Royal Philips Electronics, with business interests in healthcare, consumer electronics, appliances and lighting segments, has agreed to acquire the Chennai-based appliances brand Preethi, leader with over 25 per cent share in the approximately 48-lakh-unit-a-year mixer-grinder market in India.
The acquisition, for an undisclosed consideration as of now, is to be done through a special purpose vehicle floated by the company.
With almost 40 per cent of its consumer lifestyle sector's sales already derived from emerging markets, the acquisition of Preethi demonstrates Philips' commitment to drive local innovation, including further expanding its industrial and commercial footprint in emerging markets, says a release from Philips.
“To capture growth in kitchen appliances, we need to intimately understand local consumer needs and deliver the right solutions,” Mr Pieter Nota, Chief Executive Officer of Philips Consumer Lifestyle, is quoted as saying.

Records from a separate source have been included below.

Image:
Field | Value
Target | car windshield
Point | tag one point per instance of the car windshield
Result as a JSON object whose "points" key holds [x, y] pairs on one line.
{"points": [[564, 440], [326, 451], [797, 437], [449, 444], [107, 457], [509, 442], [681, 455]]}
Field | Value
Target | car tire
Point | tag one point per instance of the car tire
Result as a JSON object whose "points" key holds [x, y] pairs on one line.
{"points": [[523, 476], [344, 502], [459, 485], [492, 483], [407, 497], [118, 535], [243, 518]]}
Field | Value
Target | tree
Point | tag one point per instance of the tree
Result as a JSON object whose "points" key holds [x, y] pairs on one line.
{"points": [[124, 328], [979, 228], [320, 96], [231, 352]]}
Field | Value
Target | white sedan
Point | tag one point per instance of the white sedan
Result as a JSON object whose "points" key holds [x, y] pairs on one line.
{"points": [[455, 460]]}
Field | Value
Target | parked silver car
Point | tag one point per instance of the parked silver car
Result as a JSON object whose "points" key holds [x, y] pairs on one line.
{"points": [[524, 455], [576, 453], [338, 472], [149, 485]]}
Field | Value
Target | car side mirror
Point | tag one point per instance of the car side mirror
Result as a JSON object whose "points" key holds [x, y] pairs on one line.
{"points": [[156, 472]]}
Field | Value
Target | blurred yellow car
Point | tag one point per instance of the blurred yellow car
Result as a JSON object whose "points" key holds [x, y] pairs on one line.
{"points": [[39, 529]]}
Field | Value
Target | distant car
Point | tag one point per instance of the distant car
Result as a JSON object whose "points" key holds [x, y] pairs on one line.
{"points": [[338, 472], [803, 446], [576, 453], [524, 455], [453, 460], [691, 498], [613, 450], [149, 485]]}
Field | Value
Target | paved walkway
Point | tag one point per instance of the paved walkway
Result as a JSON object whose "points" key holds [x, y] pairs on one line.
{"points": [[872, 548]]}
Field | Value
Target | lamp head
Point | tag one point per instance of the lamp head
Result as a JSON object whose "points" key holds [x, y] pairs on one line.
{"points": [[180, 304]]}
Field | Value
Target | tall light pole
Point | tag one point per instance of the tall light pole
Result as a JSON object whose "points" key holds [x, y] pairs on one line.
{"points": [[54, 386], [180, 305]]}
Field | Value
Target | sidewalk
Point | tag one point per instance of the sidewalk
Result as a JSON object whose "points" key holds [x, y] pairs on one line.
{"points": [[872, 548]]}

“By building on Preethi's unique local knowledge, heritage of quality, and substantial distributor and dealer network, we are well positioned to drive growth in one of the world's most dynamic kitchen appliance markets,” the release adds.
According to Mr T.T. Varadarajan, Chairman and Managing Director of Maya Appliances (owner of the Preethi brand), who will continue to spearhead the new entity, “The combined strength of our two organisations will benefit both our customers and employees.”
Upon closing of this transaction in the next few months, Preethi will become part of the Domestic Appliances Business Group within Philips' Consumer Lifestyle sector.
As of now, though Philips too has a play in the mixer-grinder segment in India, it has to compete with brands such as Panasonic, Butterfly, Maharaja Whiteline, and Kenstar for the remaining share of the market.